New release: MyGene.info Python client updated to v2.3.0

mygene mygene.py client python mygene.info newrelease sync_sulab

Before the year-end holiday season of 2015, we released a new version of MyGene.info Python client ("mygene" Python module). Here is a summary of the the changes that were made in the new release (v2.3.0), and we encourage all of our users to upgrade to this new version. The upgrade is as easy as one line of command:

pip install mygene -U  

To verify you have the latest version installed:

In [1]: import mygene

In [2]: mygene.__version__  
Out[2]: '2.3.0'

What's new and changed:

  • new get_fields method to search for matching field names.

    Wonder which field(s) provides associated KEGG pathways for your favorite gene? Using mv.get_fields('kegg') will give you the answer. This is essentially the same you can do from the "available fields" table of our documentation, but from the Python client directly.
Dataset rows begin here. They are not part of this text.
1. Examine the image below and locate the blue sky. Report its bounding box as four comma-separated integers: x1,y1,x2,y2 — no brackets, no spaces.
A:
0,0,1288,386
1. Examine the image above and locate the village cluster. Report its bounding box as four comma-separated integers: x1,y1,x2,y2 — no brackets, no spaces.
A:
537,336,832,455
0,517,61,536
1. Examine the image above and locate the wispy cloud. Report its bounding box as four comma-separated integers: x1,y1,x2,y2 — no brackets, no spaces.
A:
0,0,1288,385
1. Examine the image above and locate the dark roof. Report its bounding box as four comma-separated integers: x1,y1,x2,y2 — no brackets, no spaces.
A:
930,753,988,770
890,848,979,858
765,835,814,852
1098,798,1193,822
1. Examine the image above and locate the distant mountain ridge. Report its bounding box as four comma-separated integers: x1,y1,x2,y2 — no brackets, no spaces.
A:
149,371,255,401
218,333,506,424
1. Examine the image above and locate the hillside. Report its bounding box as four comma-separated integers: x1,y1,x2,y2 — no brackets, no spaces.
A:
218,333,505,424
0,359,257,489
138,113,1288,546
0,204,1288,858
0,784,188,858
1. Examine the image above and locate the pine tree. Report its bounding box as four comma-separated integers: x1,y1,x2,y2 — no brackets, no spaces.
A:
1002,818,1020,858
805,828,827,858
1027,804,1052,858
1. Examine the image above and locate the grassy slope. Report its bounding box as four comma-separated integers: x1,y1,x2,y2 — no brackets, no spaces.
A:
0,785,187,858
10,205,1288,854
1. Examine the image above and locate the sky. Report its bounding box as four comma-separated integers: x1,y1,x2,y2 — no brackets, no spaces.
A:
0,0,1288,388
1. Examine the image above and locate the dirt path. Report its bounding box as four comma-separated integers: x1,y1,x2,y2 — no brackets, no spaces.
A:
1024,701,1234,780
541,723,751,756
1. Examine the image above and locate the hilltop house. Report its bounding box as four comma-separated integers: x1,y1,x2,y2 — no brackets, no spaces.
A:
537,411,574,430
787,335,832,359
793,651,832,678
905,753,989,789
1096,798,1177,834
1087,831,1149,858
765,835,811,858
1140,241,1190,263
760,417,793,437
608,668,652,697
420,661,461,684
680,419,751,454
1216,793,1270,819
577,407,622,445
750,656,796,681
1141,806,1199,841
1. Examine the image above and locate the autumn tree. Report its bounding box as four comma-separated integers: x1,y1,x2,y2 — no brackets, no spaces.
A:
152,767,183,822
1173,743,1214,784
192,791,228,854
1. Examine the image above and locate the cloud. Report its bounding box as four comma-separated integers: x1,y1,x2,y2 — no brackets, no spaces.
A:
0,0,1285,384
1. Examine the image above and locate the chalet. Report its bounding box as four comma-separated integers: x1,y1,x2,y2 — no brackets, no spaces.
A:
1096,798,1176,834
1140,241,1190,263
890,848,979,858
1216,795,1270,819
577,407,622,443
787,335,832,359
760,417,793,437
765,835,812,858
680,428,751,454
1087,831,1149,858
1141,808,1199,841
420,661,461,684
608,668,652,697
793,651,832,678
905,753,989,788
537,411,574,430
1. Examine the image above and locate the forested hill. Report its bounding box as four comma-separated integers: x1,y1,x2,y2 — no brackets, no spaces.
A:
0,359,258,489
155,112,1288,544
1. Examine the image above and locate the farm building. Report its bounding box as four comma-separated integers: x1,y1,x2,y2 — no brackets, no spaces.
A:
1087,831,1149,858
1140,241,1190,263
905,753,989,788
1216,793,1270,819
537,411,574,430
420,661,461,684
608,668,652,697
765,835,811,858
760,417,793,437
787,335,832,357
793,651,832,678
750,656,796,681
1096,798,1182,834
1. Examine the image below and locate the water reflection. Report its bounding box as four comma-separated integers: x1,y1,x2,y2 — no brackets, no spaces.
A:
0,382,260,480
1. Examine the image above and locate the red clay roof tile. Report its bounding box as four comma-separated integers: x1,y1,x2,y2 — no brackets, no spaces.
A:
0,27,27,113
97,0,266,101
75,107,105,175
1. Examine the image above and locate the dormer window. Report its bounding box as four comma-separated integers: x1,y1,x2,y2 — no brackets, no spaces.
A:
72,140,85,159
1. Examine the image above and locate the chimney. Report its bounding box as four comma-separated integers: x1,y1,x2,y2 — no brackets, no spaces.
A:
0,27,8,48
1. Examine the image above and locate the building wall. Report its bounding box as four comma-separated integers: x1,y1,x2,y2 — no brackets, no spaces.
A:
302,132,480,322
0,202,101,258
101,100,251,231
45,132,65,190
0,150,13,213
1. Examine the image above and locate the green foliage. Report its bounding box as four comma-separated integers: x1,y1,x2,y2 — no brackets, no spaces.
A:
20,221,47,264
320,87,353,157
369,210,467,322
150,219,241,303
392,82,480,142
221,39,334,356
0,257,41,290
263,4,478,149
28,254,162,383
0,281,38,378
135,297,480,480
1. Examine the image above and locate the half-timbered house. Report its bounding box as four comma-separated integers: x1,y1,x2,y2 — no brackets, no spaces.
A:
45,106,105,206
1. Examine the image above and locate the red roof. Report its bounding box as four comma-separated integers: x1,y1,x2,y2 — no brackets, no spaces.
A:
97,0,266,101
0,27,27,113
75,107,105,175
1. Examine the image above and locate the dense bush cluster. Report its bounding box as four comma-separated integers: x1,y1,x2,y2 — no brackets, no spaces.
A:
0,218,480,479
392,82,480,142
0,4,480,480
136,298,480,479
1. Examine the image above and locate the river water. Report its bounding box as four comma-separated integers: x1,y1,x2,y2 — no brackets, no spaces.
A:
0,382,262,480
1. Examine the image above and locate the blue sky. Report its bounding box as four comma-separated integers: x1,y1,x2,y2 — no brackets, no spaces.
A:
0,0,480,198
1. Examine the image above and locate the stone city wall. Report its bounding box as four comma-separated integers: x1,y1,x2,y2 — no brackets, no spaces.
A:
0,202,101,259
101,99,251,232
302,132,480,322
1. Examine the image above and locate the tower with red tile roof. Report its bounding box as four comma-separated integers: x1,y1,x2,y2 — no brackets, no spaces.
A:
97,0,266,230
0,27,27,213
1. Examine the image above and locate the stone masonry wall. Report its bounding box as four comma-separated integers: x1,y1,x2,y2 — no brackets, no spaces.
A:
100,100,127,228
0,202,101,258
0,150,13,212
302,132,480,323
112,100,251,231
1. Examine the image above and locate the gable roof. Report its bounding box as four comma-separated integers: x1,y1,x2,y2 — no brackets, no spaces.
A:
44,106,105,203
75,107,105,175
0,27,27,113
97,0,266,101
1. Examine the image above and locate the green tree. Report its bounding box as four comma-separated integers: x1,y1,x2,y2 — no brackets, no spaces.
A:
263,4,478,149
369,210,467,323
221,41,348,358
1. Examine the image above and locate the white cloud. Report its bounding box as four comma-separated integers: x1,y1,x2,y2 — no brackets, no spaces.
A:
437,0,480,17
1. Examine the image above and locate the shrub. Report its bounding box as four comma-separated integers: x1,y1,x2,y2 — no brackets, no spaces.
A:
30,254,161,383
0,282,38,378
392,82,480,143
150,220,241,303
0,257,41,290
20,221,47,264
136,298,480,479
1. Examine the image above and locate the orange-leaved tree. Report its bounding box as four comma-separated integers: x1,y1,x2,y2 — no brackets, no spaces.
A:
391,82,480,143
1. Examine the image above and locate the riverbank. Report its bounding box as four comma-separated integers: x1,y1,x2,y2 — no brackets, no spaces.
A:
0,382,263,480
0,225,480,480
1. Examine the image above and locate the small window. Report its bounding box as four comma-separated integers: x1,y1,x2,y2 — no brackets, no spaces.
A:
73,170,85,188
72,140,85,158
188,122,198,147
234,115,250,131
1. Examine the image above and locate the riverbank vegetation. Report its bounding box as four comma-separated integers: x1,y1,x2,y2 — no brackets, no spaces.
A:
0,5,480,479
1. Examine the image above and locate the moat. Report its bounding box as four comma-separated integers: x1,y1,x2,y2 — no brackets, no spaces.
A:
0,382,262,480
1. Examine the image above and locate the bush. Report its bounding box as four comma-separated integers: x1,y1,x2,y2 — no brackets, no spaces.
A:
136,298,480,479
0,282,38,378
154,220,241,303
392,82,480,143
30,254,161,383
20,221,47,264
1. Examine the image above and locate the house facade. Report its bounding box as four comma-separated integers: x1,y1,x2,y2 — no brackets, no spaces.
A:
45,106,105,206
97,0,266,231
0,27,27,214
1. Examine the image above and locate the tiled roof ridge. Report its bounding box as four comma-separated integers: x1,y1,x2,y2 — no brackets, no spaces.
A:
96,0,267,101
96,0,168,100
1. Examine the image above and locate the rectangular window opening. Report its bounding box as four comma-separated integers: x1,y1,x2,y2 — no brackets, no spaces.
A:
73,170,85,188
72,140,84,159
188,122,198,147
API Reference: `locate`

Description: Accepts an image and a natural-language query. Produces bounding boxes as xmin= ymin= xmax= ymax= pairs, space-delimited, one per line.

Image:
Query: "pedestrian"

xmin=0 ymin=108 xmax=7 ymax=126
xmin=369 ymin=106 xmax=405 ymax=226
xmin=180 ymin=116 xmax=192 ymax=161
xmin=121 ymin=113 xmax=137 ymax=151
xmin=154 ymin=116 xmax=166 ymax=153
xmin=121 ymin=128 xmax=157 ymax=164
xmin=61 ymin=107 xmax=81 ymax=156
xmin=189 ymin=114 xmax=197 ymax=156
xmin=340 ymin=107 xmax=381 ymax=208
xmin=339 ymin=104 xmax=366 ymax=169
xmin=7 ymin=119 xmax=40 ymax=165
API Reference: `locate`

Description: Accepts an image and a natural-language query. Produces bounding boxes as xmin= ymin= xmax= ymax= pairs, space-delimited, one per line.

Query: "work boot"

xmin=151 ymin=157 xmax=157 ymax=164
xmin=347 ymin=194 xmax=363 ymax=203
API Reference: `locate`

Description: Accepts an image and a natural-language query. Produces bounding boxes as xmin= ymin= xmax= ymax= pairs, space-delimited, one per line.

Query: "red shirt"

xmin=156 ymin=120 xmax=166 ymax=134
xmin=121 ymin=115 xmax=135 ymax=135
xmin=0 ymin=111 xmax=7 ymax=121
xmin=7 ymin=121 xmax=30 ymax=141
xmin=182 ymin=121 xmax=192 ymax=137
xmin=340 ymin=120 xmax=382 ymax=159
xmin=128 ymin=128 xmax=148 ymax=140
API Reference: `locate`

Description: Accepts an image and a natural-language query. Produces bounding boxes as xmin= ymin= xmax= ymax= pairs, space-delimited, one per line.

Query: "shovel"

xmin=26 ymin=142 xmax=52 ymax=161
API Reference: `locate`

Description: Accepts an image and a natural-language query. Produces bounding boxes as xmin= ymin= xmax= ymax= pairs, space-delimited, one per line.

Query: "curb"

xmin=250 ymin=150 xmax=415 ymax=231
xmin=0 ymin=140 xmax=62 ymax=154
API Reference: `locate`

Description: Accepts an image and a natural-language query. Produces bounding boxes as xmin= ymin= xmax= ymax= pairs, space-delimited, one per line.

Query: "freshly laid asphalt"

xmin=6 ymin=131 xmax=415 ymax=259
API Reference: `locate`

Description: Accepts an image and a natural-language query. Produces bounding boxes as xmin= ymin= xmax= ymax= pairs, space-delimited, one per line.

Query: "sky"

In [3]: mg = mygene.MyGeneInfo()

In [4]: mygene.get_fields("kegg")
Out[4]:
{u'pathway.kegg': {u'indexed': False, u'type': u'object'},
 u'pathway.kegg.id': {u'indexed': True, u'type': u'string'},
 u'pathway.kegg.name': {u'indexed': True, u'type': u'string'}}

# you can then pass it to fields parameter
In [5]: mg.getgene('1017', fields='pathway.kegg')
# or
In [6]: mg.query('symbol:CDK2', fields='pathway.kegg')
  • Added a new fetch_all parameter for query method to retrieve large query.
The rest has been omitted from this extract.